The Way Forward: Despite Supreme Court Ruling,
New Start Needed on Health Care Reform
Pioneer Institute calls for Congress to replace most of the federal health law and clear the way for state-based reforms
BOSTON – Despite the US Supreme Court’s decision to uphold the Patient Protection and Affordable Care Act (PPACA), Pioneer Institute for Public Policy Research calls for a new approach to solving the nation’s health care problems.

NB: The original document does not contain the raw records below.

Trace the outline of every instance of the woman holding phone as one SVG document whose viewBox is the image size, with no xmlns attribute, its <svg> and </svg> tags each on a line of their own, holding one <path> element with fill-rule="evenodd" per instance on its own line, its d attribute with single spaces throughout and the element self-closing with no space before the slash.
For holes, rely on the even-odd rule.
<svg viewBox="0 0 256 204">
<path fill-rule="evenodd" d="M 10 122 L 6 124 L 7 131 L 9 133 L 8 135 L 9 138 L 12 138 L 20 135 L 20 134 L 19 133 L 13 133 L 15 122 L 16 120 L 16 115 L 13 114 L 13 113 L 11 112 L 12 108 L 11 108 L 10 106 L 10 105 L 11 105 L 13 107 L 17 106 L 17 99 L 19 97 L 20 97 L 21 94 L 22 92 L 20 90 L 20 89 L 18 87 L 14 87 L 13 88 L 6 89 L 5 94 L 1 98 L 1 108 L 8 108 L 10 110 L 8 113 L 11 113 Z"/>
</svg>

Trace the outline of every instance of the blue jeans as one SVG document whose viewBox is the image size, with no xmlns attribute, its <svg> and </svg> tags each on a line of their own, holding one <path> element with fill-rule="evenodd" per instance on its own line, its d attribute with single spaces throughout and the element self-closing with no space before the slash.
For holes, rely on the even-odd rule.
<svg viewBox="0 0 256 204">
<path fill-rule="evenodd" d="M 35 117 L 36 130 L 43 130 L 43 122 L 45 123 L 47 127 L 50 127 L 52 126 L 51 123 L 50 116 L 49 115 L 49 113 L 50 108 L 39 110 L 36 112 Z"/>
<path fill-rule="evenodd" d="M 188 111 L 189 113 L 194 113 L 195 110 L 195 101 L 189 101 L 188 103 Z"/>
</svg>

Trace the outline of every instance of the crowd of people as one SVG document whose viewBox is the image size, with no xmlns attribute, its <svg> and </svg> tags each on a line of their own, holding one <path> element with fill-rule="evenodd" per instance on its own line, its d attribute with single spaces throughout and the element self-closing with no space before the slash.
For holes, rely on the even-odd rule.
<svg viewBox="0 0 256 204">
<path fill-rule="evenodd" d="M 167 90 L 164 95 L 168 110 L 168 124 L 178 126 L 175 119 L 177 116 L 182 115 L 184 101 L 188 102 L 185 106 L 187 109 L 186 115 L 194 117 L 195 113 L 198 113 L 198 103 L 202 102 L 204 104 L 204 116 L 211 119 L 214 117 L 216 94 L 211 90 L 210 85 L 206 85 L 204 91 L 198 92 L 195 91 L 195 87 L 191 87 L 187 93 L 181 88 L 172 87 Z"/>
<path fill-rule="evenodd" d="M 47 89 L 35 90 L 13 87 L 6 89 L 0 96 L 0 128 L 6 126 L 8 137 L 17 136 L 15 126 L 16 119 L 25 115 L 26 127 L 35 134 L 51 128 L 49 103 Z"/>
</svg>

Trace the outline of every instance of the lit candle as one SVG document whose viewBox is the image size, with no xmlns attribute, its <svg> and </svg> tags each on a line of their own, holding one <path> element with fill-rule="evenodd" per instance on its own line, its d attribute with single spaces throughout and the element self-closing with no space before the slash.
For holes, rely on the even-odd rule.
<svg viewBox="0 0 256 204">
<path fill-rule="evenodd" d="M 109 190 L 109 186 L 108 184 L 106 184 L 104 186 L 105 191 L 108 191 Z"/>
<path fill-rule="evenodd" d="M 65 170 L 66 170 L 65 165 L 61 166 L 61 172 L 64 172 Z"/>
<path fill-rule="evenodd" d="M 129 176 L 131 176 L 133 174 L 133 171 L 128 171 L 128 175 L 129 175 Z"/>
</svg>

“The fact that this decision was made in essence by a single justice highlights the need for real solutions that can gain broad consensus across the country. The Court’s decision today will set off further state and federal conflicts that will likely end up in the courts once again,” says Jim Stergios, Pioneer’s executive director. “This is a lose-lose for everyone.”
In March, Pioneer released a timely book, The Great Experiment: The States, The Feds, and Your Healthcare, edited by Pioneer’s director of health care policy Josh Archambault, that offers a non-ideological appraisal of state health care experiments, including the Massachusetts law of 2006, and outlines a policy direction for the country that will result in more affordable and innovative care. The Great Experiment was authored by Harvard Medical School Dean Jeffrey Flier, American Enterprise Institute’s Tom Miller, Medicaid and Medicare expert Jim Capretta, Tufts Medical School’s Amy Lischko, and Archambault.
“There are many unintended consequences when Washington tries to design a policy that meets the very different needs of states as diverse as Massachusetts and, say, New Mexico,” says Archambault. “We need some specific federal actions to increase access to affordable health care, but the PPACA went too far.”
In addition to Congressional action, Archambault advocates “thoughtful approaches that give patients a real role in making health care decisions. These are primarily policy changes that states will have to make, including increasing participation in patient-centered health plans, greater price and quality data transparency, and expansion in scope-of-practice laws to lower costs and improve the flexibility of our health care system.